Die Nöte der Tagesmütter selbst blieben dagegen unberücksichtigt, findet Lara Pfeifer (Name geändert). Sie betreut fünf Kinder unter drei Jahren und hat dafür Räumlichkeiten im Essener Westen angemietet. „Die Miete ist gestiegen, die Energiekosten steigen, beim Wasser steht eine Nachzahlung an – damit fühlt man sich von der Stadt Essen allein gelassen.“ Zumal es auch anders gehe: Eins der von ihr betreuten Kinder stamme aus Oberhausen: „Für dieses Kind bekomme ich für 35 Wochenstunden fast 200 Euro mehr im Monat als jeweils für die anderen vier.“ Auch die Vertretungs- und Urlaubsregelungen in der Nachbarstadt seien großzügiger.
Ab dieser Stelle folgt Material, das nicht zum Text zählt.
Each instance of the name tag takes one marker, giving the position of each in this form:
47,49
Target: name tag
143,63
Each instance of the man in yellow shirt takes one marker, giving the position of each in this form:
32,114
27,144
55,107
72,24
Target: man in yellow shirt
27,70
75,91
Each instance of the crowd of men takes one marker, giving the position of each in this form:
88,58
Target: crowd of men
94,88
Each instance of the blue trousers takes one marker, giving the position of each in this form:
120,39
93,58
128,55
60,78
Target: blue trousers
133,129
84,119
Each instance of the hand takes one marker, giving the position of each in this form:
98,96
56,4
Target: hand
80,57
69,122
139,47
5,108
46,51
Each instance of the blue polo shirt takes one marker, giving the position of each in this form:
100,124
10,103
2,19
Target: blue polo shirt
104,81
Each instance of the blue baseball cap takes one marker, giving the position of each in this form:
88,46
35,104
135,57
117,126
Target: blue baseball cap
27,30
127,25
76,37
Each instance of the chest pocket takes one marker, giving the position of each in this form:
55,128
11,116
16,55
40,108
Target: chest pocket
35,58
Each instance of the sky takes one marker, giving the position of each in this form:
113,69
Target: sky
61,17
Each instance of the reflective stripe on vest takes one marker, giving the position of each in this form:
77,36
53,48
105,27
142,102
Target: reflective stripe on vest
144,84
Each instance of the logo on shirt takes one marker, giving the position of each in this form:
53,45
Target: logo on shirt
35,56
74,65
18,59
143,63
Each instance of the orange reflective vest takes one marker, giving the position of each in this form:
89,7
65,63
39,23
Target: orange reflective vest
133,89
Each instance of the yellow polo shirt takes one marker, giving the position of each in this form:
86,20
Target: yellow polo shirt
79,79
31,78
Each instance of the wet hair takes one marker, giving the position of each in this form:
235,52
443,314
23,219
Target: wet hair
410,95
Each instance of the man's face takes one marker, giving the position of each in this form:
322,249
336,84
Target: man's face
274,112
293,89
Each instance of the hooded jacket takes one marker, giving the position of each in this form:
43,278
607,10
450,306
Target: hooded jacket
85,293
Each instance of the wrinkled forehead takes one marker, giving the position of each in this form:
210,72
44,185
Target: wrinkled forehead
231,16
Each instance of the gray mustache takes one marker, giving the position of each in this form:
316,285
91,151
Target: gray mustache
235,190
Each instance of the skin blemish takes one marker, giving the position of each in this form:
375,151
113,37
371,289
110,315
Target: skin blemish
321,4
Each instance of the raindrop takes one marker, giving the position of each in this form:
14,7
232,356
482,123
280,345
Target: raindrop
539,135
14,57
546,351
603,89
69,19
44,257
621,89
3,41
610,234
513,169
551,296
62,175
Stadt Essen sieht die Nöte der Tagesmütter

„Fast alle anderen NRW-Städte bieten den Tageseltern 30 Tage bezahlten Urlaub“, sagt auch Claudia Gößling. Auf dem Papier gebe es diese 30 Tage auch in Essen, doch da die Stadt monatlich vorsorglich ein Zwölftel des Entgeltes einbehalte, gingen 22,5 Tage auf das Konto der Tagesmütter. Nur 7,5 Tage seien bezahlter Urlaub. Angesichts dieser Regelung sei es besonders ärgerlich, dass die Stadt den Tageseltern seit 2022 auch Heiligabend und Silvester als Schließungstage abziehe. (Für Beschäftigte der Stadt sind beide Tage übrigens grundsätzlich dienstfrei.)

Silke Lenz weist aber darauf hin, dass man bei einem Städtevergleich sämtliche Leistungen berücksichtigen müsse – und dem wolle sich Essen gern stellen: Das Jugendamt plane in Kürze, die Rahmenbedingungen für Tageseltern in unterschiedlichen NRW-Kommunen abzugleichen. Essen könne da etwa mit anteilig übernommenen Versicherungsleistungen und Mietkostenzuschüssen punkten. Auch sehe man durchaus die derzeitigen Nöte der Tageseltern und habe eine mögliche „Abfederung der finanziellen Belastung in den Blick genommen“. Und so hofft Claudia Gößling von der IG Kindertagespflege nun, dass es bei einem Gespräch mit dem Jugendamt in diesen Tagen Bewegung geben wird

Land stellt 80 Euro Pauschale für höhere Energiekosten bereit

Vorsorglich weist Stadtsprecherin Lenz darauf hin, dass „vorrangig der Bund und das Land“ für Unterstützungsleistungen zuständig seien. Der Landschaftsverband Rheinland habe bereits in einem Rundschreiben vom 1. März angekündigt, dass das Land zur Abmilderung der hohen Energiekosten einen einmaligen Aufschlag von 80,05 Euro pro Betreuungsplatz bereitstellen werde. Nicht gerade üppig, findet die IG Kindertagespflege. Und: Die Stadt, die das Geld weiterleiten soll, weiß noch nicht, „wann die Zahlung erfolgen soll“.